TM emailed me back this morning with a really nice long letter. We have been discussing the politics of the Haprin's work and how that should or will play into my argument. This goes back to what I was talking about here in regards to having a solid theoretical foundation for the paper. Or as TM puts it to have a "theoretical lense" through which to view the work. (I like his phraseology better). Anyhow I was leaning in the direction of discussing Halprin through the work of Henri Lefebvre and Chantal Mouffe. This would give it (in my opinion) a very radical and political edge. Both Lefebvre and Chantal Mouffe are proponents of conflict and antagonism as a necessary form of democracy. This is of course way oversimplified, but with more nuance it could be useful in reading the politics of public space during the 1960s through violent upheavals and occupations. (Lefebvre is writing in France and greatly affected by the student protests of 1968).
TM suggests something else. He believes that utilizing Lefebvre and Mouffe here would in his words be, "too much and not enough." He doesn't think that this analysis would be rich enough - and that essentially it has been done before and we are all very familiar with it. He recommended looking at Michel Foucault (who I already recognize as a strong influence), but in particular his later work that he wrote in the 1970s about the "Care of the Self." I think what TM is getting at— and which of course I am trying to do — is to suggest a focus on the elements of the Halprin's work that is specific to their location in the Bay Area and their relationship to the environment, the body, and perhaps even therapy. In this sense this is what differentiates their work from the avant-garde movements on the East coast.

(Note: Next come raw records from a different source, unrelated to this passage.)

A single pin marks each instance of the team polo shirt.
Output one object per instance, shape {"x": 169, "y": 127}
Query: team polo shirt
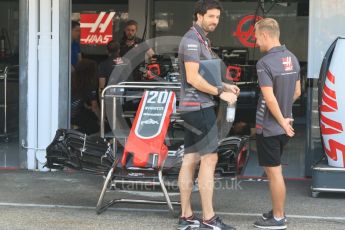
{"x": 191, "y": 49}
{"x": 279, "y": 69}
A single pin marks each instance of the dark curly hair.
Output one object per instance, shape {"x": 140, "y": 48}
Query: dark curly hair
{"x": 202, "y": 6}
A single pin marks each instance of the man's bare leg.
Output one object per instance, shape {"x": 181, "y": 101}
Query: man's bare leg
{"x": 206, "y": 183}
{"x": 277, "y": 189}
{"x": 186, "y": 182}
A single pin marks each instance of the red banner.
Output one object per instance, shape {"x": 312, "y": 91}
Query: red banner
{"x": 96, "y": 29}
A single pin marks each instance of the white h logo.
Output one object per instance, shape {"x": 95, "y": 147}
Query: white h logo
{"x": 102, "y": 26}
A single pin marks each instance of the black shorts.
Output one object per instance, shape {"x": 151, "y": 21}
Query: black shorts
{"x": 201, "y": 133}
{"x": 270, "y": 149}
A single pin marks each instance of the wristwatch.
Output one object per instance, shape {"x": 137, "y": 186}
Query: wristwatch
{"x": 220, "y": 90}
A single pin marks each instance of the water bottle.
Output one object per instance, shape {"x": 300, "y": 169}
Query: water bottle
{"x": 230, "y": 112}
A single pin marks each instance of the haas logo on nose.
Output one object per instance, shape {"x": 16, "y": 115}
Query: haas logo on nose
{"x": 150, "y": 122}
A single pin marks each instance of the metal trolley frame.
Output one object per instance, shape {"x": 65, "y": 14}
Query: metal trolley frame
{"x": 109, "y": 180}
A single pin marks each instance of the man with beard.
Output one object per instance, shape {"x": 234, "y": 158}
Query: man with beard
{"x": 134, "y": 48}
{"x": 198, "y": 112}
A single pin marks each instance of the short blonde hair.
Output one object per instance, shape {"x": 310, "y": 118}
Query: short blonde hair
{"x": 269, "y": 25}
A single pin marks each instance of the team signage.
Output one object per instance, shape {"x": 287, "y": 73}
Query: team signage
{"x": 96, "y": 29}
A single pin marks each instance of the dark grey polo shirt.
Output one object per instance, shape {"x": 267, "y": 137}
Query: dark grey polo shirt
{"x": 193, "y": 50}
{"x": 279, "y": 69}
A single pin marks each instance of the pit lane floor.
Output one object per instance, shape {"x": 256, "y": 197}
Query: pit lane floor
{"x": 66, "y": 200}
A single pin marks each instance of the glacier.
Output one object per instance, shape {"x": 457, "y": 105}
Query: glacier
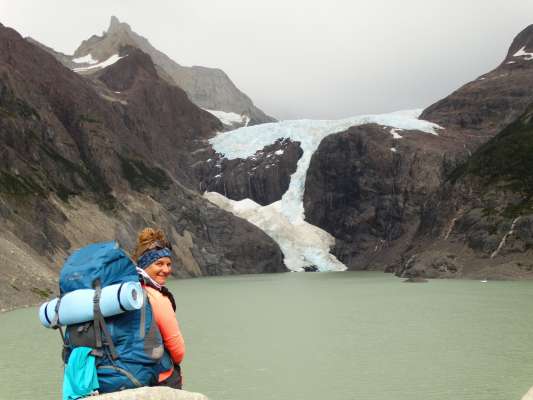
{"x": 302, "y": 244}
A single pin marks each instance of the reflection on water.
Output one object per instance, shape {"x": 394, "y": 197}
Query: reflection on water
{"x": 334, "y": 336}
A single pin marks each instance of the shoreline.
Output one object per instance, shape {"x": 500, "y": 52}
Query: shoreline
{"x": 488, "y": 279}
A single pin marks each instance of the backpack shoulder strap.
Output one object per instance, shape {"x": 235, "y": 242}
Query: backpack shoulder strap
{"x": 101, "y": 333}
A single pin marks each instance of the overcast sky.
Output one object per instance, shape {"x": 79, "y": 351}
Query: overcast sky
{"x": 304, "y": 58}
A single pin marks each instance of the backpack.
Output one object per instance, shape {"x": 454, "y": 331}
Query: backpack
{"x": 128, "y": 347}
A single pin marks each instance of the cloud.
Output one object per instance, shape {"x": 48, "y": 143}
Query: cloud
{"x": 305, "y": 58}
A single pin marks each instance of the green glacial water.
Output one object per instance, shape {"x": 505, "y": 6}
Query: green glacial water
{"x": 322, "y": 336}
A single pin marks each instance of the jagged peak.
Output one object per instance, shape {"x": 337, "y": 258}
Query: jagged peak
{"x": 116, "y": 26}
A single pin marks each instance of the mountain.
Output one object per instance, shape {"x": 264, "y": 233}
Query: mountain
{"x": 479, "y": 224}
{"x": 91, "y": 159}
{"x": 373, "y": 189}
{"x": 483, "y": 107}
{"x": 209, "y": 88}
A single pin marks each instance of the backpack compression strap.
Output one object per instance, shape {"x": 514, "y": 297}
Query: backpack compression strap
{"x": 55, "y": 321}
{"x": 100, "y": 326}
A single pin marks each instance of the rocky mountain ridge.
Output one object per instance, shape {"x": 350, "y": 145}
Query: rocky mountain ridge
{"x": 209, "y": 88}
{"x": 83, "y": 162}
{"x": 479, "y": 224}
{"x": 382, "y": 196}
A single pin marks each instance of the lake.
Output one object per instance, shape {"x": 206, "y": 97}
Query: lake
{"x": 321, "y": 336}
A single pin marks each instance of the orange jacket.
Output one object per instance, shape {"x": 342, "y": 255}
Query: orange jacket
{"x": 167, "y": 323}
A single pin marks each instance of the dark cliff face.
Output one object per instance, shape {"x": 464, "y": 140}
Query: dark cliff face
{"x": 480, "y": 223}
{"x": 264, "y": 177}
{"x": 81, "y": 163}
{"x": 483, "y": 107}
{"x": 365, "y": 188}
{"x": 387, "y": 209}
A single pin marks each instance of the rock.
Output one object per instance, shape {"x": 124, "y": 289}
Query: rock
{"x": 369, "y": 197}
{"x": 431, "y": 264}
{"x": 483, "y": 107}
{"x": 263, "y": 178}
{"x": 386, "y": 199}
{"x": 151, "y": 393}
{"x": 208, "y": 88}
{"x": 416, "y": 279}
{"x": 111, "y": 168}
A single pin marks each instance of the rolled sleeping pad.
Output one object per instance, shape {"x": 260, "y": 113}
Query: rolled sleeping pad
{"x": 77, "y": 306}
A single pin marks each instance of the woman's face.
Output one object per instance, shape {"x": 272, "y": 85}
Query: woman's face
{"x": 160, "y": 270}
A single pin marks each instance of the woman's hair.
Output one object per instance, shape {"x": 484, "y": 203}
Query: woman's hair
{"x": 146, "y": 238}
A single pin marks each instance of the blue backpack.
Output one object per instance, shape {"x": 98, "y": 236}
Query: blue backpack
{"x": 128, "y": 347}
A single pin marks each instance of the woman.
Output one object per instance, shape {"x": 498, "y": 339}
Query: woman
{"x": 153, "y": 254}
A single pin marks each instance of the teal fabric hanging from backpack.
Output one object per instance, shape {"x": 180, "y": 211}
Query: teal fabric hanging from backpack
{"x": 80, "y": 377}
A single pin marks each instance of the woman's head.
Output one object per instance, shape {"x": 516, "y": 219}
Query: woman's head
{"x": 153, "y": 253}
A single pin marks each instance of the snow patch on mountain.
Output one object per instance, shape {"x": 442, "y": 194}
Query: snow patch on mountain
{"x": 110, "y": 61}
{"x": 230, "y": 118}
{"x": 303, "y": 244}
{"x": 88, "y": 59}
{"x": 522, "y": 53}
{"x": 245, "y": 142}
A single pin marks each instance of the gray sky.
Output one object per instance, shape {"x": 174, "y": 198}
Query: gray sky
{"x": 304, "y": 58}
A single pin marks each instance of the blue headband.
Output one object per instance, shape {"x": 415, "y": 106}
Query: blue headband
{"x": 151, "y": 256}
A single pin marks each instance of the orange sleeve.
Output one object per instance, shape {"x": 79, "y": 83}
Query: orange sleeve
{"x": 167, "y": 323}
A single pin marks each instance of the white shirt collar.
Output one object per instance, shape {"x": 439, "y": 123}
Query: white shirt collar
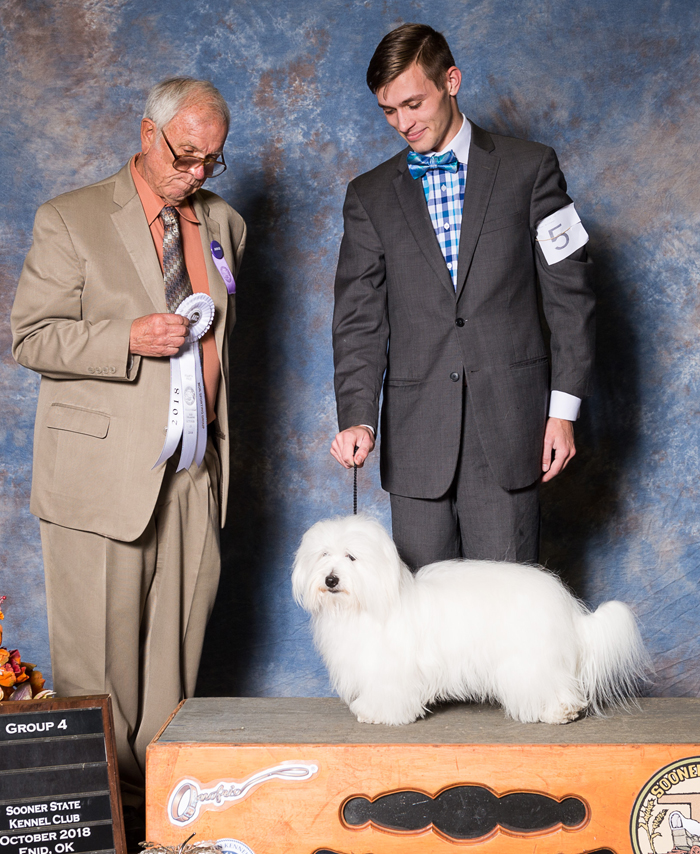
{"x": 459, "y": 143}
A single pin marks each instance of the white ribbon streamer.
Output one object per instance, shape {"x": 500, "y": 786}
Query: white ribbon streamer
{"x": 187, "y": 410}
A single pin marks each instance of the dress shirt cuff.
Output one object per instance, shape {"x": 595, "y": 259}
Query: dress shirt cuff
{"x": 563, "y": 405}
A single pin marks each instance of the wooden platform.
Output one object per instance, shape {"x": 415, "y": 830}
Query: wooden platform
{"x": 303, "y": 776}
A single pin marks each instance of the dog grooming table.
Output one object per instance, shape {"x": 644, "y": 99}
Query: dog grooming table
{"x": 271, "y": 776}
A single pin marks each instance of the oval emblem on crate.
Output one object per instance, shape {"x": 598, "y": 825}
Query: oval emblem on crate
{"x": 234, "y": 846}
{"x": 666, "y": 814}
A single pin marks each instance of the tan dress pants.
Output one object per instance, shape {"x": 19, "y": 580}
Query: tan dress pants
{"x": 128, "y": 619}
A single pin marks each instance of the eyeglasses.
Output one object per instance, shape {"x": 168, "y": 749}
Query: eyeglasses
{"x": 184, "y": 162}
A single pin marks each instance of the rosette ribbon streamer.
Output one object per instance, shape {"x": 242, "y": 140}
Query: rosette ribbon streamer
{"x": 187, "y": 414}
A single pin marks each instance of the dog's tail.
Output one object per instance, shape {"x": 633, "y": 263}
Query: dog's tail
{"x": 614, "y": 662}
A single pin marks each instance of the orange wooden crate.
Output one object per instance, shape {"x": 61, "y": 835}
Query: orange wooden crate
{"x": 206, "y": 773}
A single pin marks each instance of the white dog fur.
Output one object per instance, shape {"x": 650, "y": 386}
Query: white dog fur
{"x": 394, "y": 642}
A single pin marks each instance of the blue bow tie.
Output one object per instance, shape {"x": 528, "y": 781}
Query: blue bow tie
{"x": 418, "y": 164}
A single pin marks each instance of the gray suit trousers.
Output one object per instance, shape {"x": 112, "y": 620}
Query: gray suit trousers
{"x": 476, "y": 518}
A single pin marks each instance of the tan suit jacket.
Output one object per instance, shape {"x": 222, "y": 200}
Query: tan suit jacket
{"x": 101, "y": 416}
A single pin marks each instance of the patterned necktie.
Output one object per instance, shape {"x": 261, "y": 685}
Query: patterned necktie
{"x": 177, "y": 281}
{"x": 419, "y": 164}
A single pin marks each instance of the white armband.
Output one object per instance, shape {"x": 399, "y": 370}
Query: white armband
{"x": 560, "y": 234}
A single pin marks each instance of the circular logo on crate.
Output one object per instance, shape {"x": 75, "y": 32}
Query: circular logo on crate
{"x": 666, "y": 813}
{"x": 233, "y": 846}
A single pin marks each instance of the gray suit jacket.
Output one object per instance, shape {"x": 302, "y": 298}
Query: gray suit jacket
{"x": 399, "y": 327}
{"x": 101, "y": 416}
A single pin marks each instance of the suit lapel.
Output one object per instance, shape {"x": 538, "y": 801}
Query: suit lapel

Okay so I have some work to go on from this — it is really amazing to be having this kind of conversation with someone of this intellectual caliber in my field. I love it that we understand each other and that there is a sense of shared purpose. In a sense, I think this is what is beginning to tire me from hanging out with graduate students— everyone is so consistently insecure that they have a hard time sharing enthusiasm. Profs don't really need to worry about this so much (especially if they have tenure). Though I have to say the grad students in Binghamton were very friendly and felt much less competitive than those in my own program.